Ongiri will tell the audience that we grow from failure, and we need to be comfortable talking about that. That’s a particularly appropriate message for young people to hear as they set out on journeys full of uncertainty. Take chances. Be willing to fail.

“There’s a lot of stigma around failure and it is especially hard to fail as a young person because you are just learning about it as an experience,” Ongiri said.

What students will discover, Ongiri said, is that there is no road map for understanding or negotiating that experience. Some failures are big and bold. Others are slight and nuanced. All are part of the jagged, crooked, unpredictable path of life.

“As a culture, we have tended to value winning over all other experiences but we are all going to fail a lot in life, and we need to learn early on what it means and how to think about it,” Ongiri said.

As we mature, understanding failure and the strength that can come from it begins to make more sense. But that doesn’t mean we’re any more eager to speak of it.

“By the time you’re in your 50s, as I am, you have probably failed a lot at a wide variety of things,” Ongiri said. “But we don’t tend to value or talk about our failures as much as we do our successes.”
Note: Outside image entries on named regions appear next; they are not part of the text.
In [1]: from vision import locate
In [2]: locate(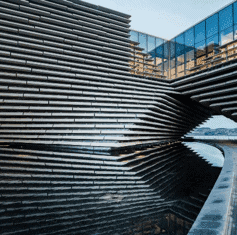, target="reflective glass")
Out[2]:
[175,34,185,56]
[139,33,147,52]
[233,2,237,24]
[207,34,219,52]
[164,42,170,59]
[170,58,175,68]
[220,27,233,46]
[176,55,184,65]
[185,28,194,47]
[234,25,237,39]
[206,13,218,38]
[219,5,233,31]
[195,21,205,43]
[130,31,138,42]
[156,44,164,58]
[170,40,175,59]
[195,40,206,57]
[164,59,169,70]
[148,35,156,53]
[186,49,194,62]
[155,38,164,56]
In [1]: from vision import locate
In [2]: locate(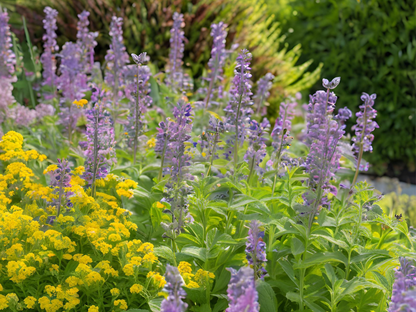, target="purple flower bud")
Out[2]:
[225,267,260,312]
[160,264,188,312]
[40,7,59,93]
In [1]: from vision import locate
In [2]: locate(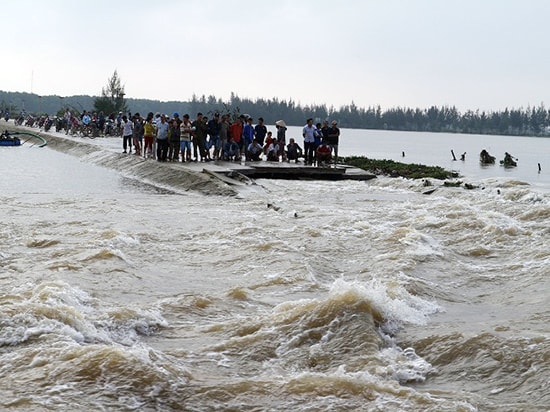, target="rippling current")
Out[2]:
[0,127,550,411]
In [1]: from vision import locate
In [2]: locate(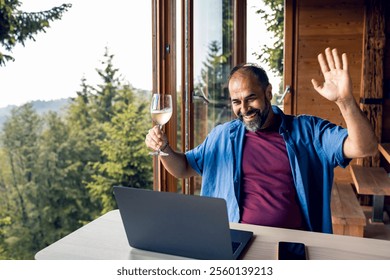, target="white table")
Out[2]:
[35,210,390,260]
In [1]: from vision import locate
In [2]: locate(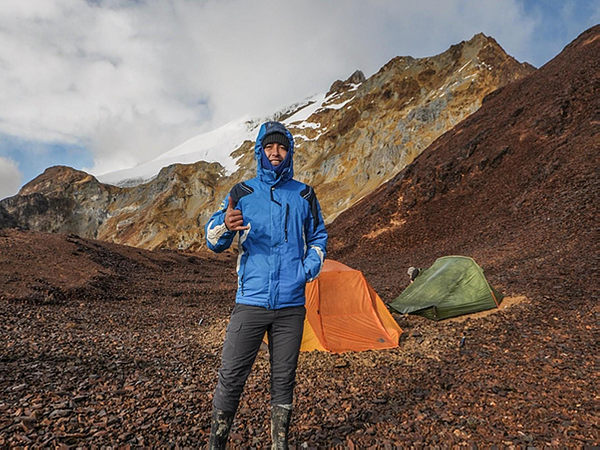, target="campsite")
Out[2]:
[0,225,597,448]
[0,22,600,448]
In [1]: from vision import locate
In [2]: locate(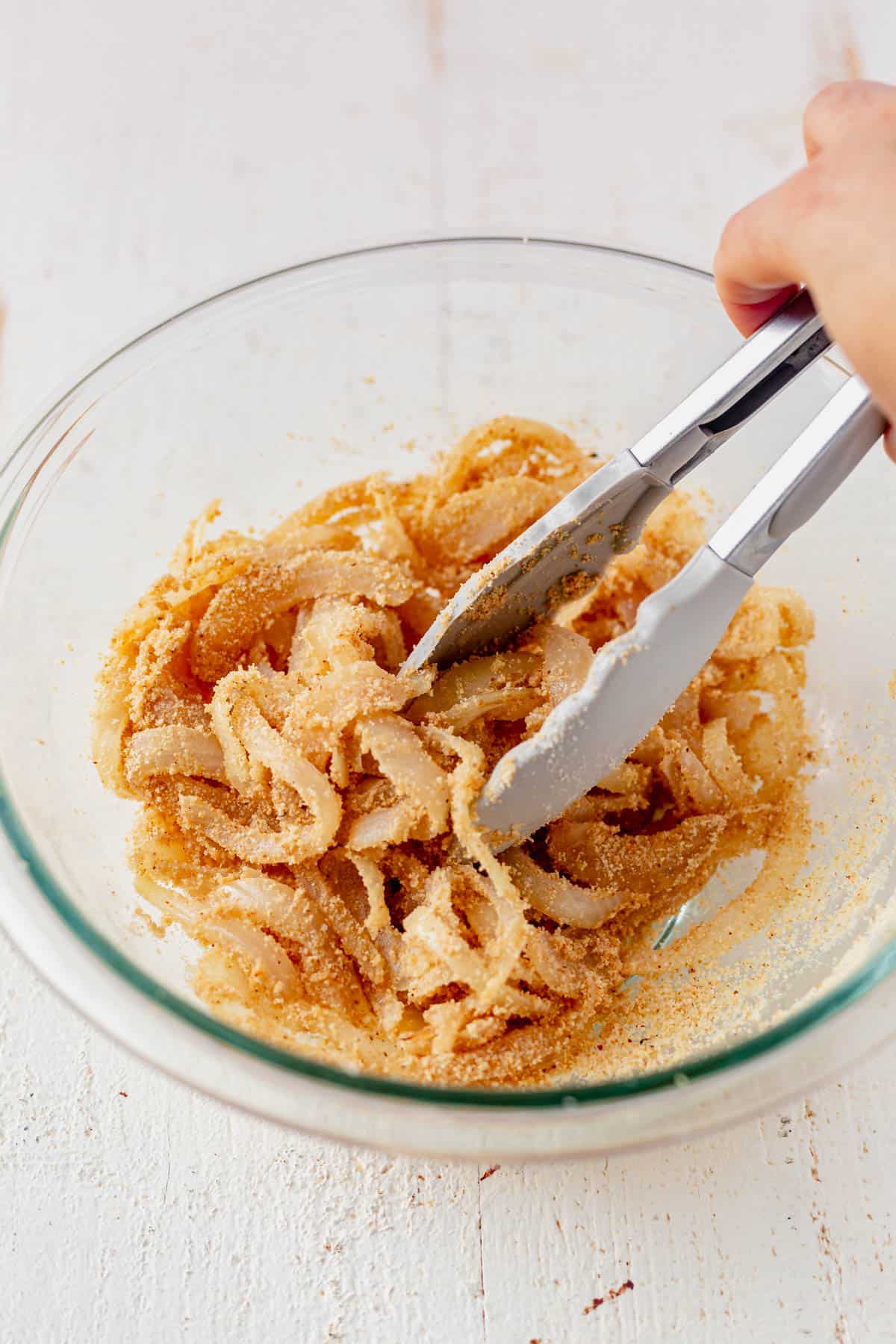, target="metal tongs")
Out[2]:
[405,290,886,850]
Ongiri, who joined the Lawrence faculty in 2014 after more than a decade on the English faculty at the University of Florida, holds a bachelor’s degree in English from Bryn Mawr College, a master’s degree from the University of Texas, and a Ph.D. from Cornell University. Her scholarship interests have focused on African American literature and culture, film studies, cultural studies, and gender and sexuality studies. She is the author of the 2009 book, Spectacular Blackness: The Cultural Politics of the Black Power Movement and the Search for a Black Aesthetic.
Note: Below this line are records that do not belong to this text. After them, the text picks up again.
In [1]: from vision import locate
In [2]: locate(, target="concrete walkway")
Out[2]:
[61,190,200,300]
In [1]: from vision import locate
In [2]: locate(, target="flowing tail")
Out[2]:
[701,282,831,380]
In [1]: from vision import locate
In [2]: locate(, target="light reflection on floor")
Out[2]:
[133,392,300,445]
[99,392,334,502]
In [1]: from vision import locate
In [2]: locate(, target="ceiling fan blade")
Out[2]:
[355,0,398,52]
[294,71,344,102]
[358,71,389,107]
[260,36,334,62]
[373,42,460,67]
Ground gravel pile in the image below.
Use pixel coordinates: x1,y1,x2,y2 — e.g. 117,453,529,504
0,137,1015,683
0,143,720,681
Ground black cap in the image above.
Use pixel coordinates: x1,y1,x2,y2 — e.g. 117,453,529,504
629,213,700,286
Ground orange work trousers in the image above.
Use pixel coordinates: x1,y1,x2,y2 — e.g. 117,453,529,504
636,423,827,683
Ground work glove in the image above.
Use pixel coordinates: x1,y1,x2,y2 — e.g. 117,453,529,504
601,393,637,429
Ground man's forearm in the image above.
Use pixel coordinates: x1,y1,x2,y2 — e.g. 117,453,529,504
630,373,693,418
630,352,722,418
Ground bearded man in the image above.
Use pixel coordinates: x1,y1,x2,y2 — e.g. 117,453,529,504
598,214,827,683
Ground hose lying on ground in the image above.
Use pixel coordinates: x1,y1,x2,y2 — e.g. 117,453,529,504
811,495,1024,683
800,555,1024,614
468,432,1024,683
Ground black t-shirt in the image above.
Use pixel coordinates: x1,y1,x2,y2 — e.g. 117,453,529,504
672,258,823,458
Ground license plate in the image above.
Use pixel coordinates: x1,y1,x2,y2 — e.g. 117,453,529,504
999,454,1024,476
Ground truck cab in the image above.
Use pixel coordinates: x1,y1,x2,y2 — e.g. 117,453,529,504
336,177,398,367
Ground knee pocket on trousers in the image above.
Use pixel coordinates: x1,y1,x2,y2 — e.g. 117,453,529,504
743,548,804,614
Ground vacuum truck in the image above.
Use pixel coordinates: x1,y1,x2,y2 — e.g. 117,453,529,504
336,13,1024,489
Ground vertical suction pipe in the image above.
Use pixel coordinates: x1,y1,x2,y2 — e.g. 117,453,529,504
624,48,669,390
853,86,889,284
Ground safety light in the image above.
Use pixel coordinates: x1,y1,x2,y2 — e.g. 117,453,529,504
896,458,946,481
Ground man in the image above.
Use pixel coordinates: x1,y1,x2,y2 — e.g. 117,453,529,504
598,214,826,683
She points to scholars such Judith Halberstam, Timothy DuWhite, and Scott Sandage as sources of insight and reflection on the topic of failure and the cultural dynamic at play. That sort of guidance is valuable at any time, but perhaps even more so as we navigate through the uncertainties of the COVID-19 pandemic.

“The global pandemic has not only provided a case study in notable failures around health care and public infrastructure, it has given us the time to reflect on what it all means,” Ongiri said. “It has also given us the chance to reconsider what states of being associated with failure, such as loneliness, mean to us individually and collectively as a culture.”